Nigeria’s military is currently stretched to the limit, fighting a long running Islamist insurgency in the northeast and banditry and kidnappings for ransom in the northwest as insecurity spreads to most parts of the country, much of it out of the government’s control.
At least 200 Christians have been killed since President Tinubu took office six weeks ago, and churches are still being destroyed. The latest raids claimed more than 30 victims in northern and central states just two weeks ago.
It’s a sharp fall on nearly 1,000 thousand believers who died in the weeks before he assumed leadership of a nation that faces record debt, sky-rocketing unemployment, power shortages and shrinking oil output. Reuters reports President Tinubu has implemented a raft of radical changes aimed at unleashing the full potential of Africa’s sluggish economic giant with a view to making it a US$1 trillion economy within eight years.

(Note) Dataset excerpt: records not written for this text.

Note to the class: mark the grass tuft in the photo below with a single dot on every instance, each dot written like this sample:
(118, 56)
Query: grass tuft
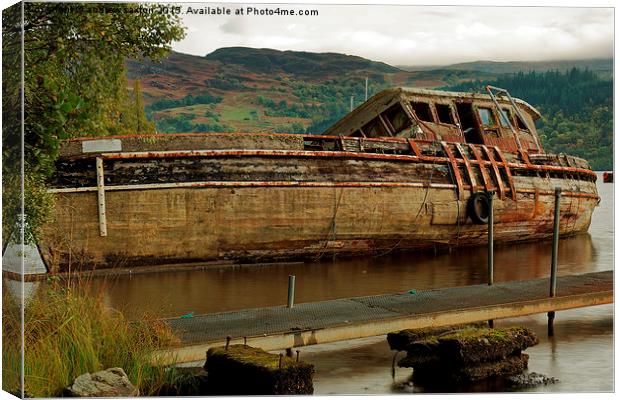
(69, 331)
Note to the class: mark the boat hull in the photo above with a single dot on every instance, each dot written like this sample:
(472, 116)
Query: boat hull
(241, 222)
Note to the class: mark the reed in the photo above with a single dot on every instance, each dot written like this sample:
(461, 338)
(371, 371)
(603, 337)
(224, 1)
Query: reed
(69, 331)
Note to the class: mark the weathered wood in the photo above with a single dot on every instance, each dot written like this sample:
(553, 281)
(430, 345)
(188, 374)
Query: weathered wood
(261, 373)
(101, 198)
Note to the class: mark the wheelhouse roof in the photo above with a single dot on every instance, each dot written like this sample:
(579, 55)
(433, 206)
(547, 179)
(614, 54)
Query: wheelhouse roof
(412, 91)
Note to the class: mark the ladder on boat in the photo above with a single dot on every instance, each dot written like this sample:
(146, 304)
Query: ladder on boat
(500, 91)
(484, 167)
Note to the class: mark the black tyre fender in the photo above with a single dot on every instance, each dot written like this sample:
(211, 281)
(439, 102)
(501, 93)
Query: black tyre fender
(478, 208)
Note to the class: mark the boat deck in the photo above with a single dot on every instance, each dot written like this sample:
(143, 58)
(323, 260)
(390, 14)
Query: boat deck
(344, 319)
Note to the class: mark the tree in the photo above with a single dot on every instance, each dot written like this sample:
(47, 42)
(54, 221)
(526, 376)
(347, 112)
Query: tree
(74, 75)
(133, 116)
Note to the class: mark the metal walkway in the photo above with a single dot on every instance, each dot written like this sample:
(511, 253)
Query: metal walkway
(328, 321)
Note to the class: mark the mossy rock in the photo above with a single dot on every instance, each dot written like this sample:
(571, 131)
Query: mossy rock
(477, 345)
(186, 381)
(402, 339)
(244, 370)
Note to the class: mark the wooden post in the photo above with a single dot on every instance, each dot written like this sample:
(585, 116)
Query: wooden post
(490, 243)
(103, 230)
(554, 257)
(291, 291)
(490, 240)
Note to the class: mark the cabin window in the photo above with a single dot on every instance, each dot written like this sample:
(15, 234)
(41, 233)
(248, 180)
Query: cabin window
(444, 113)
(375, 128)
(422, 111)
(505, 121)
(486, 116)
(397, 117)
(521, 124)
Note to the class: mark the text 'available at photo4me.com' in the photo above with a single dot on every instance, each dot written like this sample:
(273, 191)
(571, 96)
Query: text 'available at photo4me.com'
(195, 9)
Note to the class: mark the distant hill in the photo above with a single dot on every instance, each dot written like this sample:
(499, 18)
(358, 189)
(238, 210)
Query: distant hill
(296, 62)
(263, 90)
(603, 66)
(250, 90)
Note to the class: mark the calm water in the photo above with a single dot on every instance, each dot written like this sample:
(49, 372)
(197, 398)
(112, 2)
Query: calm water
(580, 355)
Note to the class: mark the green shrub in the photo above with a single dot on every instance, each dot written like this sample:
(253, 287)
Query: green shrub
(69, 331)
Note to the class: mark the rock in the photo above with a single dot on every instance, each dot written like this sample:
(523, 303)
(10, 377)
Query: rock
(473, 346)
(262, 373)
(402, 339)
(532, 379)
(112, 382)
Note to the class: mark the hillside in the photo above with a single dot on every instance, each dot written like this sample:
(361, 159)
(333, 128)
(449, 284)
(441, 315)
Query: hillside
(262, 90)
(603, 66)
(296, 62)
(253, 90)
(577, 108)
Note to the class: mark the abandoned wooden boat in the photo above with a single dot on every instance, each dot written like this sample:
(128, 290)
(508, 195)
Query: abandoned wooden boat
(400, 172)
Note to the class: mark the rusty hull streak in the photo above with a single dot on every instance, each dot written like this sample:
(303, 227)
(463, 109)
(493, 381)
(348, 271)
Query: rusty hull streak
(173, 185)
(455, 171)
(326, 154)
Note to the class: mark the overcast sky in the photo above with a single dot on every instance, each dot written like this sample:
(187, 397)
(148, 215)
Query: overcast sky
(412, 35)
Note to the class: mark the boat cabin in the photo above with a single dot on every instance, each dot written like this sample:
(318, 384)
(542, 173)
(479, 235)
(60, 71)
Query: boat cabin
(493, 119)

But that will also hinge on restoring national security. When President Muhammadu Buhari came to power in 2015, many hoped the retired major general would successfully crack down on armed groups. Instead, they became out of control, with Fulani herdsmen the latest threat to Christians.
Bishop Wilfred Anagbe from Benue state explained to Catholic news outlet Our Sunday Visitor that the Fulani are not indigenous to Nigeria, but invaders who prey on predominantly Christian farmers who work the land of his fertile and historically productive region. Thousands have been killed in Fulani attacks since 2014. Insurgencies in Nigeria’s northeast have been operating for nearly 15 years and have killed as many as 50,000 people. More than two million others have fled their homes.
Catholic charity Aid to the Church in Need (ACN) predicts a mass exodus of Christians – especially young people – if the security situation does not improve drastically and soon. “If the Nigerian authorities do not address the conflicts concerning land, ethnicity, criminality, and religious extremism,as well as the breakdown in democratic values and the equal rights of its citizens including religious freedom, the cancer of Islamist jihadism and political disintegration evident in the northern half of Africa will spread,” said ACN’s Maria Lozano.
Amnesty International says protecting lives should be the Tinubu government’s “utmost priority.”